The company in May launched a new 15-milligram dose of Metoject, which has reimbursement approval in Canada and is expected to be a key driver to the franchise going forward.
Elsewhere in Canada during the quarter, Medexus received Health Canada authorization to distribute Treosulfan, a conditioning agent used ahead of stem cell transplantation, under the agency’s Special Access Program, which allows healthcare practitioners access to non-marketed drugs in dire situations. The company also expanded its licensing agreement with photonamic GmbH & Co. for exclusive Canadian rights to market and distribute Gliolan, a product that assists neurosurgeons in removing brain tumors by making them glow.
Gross profit for the quarter climbed to C$7.5 million from about C$900,000 a year earlier. On an annual basis, gross profit swelled to C$20.0 versus C$5.0 million in fiscal 2018.
The higher profits were aided by solid increases in gross margin, which rose to 59.1% in the latest year compared to 50.4% in 2018.
Adjusted earnings before interest, taxes, depreciation and amortization swung to C$2.4 million from negative EBITDA of C$2.3 million last year.

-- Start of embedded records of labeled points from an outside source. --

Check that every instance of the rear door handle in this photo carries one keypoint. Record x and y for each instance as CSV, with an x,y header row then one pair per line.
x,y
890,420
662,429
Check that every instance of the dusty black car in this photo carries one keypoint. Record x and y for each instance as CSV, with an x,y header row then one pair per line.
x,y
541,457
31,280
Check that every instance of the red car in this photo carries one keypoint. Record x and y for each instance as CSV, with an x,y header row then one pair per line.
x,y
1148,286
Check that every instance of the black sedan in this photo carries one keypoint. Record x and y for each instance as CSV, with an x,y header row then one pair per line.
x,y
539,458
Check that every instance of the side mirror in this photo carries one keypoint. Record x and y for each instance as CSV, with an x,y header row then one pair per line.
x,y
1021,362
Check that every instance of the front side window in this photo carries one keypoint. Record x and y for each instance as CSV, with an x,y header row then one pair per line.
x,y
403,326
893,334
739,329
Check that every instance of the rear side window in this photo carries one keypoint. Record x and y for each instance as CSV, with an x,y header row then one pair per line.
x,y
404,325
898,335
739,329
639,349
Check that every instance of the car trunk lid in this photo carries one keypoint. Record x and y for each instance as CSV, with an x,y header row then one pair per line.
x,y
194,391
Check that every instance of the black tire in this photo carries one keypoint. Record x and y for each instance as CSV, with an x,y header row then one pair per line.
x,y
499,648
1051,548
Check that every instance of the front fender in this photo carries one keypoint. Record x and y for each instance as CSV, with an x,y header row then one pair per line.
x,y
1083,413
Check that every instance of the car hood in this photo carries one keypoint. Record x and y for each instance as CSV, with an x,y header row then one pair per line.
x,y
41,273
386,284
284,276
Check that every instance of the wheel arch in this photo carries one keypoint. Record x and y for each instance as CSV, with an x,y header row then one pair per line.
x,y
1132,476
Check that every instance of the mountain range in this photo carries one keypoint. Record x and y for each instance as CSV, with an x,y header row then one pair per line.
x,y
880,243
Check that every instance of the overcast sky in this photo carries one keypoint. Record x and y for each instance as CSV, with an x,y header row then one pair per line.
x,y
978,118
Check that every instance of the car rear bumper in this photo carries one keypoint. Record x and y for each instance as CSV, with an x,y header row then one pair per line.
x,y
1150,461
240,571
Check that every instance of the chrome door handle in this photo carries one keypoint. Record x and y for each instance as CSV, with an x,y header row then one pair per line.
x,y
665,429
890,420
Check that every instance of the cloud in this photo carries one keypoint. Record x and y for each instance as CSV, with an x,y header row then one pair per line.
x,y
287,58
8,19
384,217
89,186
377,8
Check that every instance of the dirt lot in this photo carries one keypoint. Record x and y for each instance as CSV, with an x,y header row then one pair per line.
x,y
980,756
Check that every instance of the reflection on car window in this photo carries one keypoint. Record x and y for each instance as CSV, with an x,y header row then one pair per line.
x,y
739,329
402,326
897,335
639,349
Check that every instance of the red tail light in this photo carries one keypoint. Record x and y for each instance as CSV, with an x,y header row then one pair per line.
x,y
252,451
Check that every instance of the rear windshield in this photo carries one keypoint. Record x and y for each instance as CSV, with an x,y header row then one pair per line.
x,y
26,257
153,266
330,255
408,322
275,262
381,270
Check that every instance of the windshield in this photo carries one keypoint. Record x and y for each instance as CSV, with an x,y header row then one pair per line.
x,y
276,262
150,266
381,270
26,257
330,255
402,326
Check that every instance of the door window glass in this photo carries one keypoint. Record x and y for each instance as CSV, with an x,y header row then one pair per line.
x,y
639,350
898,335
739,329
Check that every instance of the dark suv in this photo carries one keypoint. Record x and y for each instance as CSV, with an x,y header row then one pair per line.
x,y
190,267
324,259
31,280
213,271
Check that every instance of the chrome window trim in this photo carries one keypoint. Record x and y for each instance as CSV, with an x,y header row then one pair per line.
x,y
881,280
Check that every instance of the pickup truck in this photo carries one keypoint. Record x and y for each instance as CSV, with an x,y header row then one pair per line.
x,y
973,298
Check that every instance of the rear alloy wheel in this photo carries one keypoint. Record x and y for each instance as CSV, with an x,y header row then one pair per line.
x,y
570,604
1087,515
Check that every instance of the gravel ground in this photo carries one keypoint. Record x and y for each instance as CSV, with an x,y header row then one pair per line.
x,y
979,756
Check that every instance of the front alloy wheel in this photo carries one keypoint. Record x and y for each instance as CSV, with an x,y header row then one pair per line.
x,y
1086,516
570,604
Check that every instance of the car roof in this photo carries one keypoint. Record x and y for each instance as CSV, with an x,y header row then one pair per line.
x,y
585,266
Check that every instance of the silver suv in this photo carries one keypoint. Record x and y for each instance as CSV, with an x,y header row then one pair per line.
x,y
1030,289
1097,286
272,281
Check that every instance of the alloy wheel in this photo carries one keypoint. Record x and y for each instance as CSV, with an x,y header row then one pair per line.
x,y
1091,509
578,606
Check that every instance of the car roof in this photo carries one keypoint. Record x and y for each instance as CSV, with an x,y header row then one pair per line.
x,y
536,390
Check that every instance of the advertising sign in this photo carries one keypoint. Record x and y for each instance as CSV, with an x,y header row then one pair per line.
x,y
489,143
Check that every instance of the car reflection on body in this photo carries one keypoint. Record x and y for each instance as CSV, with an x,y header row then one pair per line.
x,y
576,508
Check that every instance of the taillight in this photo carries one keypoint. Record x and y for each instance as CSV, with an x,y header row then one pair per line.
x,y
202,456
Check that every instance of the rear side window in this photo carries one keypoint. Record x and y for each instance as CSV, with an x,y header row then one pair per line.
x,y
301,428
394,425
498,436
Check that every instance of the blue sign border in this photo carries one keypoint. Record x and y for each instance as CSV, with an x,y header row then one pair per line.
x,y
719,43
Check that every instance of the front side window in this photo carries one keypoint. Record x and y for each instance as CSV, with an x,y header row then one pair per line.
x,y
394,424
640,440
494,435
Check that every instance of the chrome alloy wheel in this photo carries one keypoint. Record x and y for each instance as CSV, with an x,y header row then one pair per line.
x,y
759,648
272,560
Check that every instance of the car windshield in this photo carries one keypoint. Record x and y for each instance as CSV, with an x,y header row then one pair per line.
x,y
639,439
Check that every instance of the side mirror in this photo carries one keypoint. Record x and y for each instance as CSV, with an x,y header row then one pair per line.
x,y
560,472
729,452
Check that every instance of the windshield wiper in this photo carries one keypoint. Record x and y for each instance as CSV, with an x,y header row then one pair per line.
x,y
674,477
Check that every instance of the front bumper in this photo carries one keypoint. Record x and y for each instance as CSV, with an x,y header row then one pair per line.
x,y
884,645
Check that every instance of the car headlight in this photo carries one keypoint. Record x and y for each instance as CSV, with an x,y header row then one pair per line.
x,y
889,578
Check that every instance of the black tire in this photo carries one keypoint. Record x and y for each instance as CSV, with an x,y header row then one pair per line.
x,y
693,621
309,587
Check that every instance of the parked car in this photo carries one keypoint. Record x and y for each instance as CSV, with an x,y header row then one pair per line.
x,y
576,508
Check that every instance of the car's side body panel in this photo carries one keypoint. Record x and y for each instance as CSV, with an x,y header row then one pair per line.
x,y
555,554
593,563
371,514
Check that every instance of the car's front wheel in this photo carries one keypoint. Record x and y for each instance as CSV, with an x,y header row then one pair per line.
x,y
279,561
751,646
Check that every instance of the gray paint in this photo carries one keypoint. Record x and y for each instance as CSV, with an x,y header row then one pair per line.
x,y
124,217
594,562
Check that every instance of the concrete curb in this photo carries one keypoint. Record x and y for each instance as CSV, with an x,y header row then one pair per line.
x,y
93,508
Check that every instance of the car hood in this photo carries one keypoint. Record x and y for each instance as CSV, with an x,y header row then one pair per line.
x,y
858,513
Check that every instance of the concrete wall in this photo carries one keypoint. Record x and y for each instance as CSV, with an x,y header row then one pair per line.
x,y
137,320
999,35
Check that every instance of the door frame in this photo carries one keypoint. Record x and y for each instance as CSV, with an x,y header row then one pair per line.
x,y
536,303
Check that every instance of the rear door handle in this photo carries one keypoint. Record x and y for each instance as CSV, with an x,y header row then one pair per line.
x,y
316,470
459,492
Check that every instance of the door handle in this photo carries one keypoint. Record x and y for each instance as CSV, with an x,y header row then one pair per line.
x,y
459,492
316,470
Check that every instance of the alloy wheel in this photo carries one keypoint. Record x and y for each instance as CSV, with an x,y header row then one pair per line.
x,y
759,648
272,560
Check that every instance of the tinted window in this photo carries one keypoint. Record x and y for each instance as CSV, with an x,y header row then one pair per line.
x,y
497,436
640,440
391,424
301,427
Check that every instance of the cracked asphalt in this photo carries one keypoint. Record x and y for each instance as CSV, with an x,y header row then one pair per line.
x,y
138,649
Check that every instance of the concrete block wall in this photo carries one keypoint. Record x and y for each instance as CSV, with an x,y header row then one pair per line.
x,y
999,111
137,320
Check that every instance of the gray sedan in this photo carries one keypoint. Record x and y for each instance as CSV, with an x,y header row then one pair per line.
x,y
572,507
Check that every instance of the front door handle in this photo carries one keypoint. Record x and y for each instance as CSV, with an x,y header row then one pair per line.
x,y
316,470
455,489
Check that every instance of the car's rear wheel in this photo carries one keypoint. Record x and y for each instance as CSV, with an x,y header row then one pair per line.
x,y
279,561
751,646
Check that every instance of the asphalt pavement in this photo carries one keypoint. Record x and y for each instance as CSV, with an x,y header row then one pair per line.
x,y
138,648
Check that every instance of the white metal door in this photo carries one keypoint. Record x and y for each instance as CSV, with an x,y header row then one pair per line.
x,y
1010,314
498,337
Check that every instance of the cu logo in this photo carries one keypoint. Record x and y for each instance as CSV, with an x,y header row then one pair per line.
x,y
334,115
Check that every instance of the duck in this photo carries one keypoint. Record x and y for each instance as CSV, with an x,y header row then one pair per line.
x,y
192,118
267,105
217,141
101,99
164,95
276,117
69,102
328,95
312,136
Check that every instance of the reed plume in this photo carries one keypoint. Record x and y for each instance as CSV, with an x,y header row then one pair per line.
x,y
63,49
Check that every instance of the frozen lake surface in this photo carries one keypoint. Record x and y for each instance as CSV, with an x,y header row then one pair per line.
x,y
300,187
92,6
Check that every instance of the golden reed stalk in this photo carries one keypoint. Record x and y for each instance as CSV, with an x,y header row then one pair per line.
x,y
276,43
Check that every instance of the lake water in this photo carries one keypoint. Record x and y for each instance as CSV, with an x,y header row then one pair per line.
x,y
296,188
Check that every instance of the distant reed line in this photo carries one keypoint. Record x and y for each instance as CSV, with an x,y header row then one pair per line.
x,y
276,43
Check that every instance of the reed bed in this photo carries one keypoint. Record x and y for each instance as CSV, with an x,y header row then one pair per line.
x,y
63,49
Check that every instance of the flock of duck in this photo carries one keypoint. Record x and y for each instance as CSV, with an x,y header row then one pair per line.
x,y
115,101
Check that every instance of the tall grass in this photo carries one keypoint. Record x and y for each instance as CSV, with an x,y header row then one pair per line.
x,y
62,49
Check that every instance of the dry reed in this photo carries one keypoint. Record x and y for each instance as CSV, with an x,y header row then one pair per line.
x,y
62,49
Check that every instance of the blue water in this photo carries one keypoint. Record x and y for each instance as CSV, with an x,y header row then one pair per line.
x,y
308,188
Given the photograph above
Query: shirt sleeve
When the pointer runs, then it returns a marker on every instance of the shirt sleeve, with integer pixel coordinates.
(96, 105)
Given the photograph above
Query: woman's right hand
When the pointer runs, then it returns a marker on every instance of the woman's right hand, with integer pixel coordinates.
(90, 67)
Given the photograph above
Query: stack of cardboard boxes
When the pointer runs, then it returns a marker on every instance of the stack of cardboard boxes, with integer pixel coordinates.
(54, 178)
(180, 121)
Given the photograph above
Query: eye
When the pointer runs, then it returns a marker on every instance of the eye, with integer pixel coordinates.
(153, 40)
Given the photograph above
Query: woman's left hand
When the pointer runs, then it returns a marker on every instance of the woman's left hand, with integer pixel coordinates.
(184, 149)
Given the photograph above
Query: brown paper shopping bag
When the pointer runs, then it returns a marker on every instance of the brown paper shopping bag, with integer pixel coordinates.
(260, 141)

On the back of a capital raise to complete the acquisitions, Medexus ended March with C$29.2 million in cash and cash equivalents and a working capital surplus of C$32.7 million.
“[W]e are well funded to continue our organic growth, license new products, as well as explore opportunistic acquisitions,” commented Medexus CEO Ken d’Entremont in a statement this evening. “We also recently announced a normal course issuer bid, which we expect will reduce the number of shares outstanding and increase the earnings per share, which we believe will help further drive shareholder value,” he concluded.
Shares of TSX-Venture listed MDP closed the day down a penny at $4.48 ahead of the news release. US-listed shares, which are ultra-thinly traded, were flat at $3.56.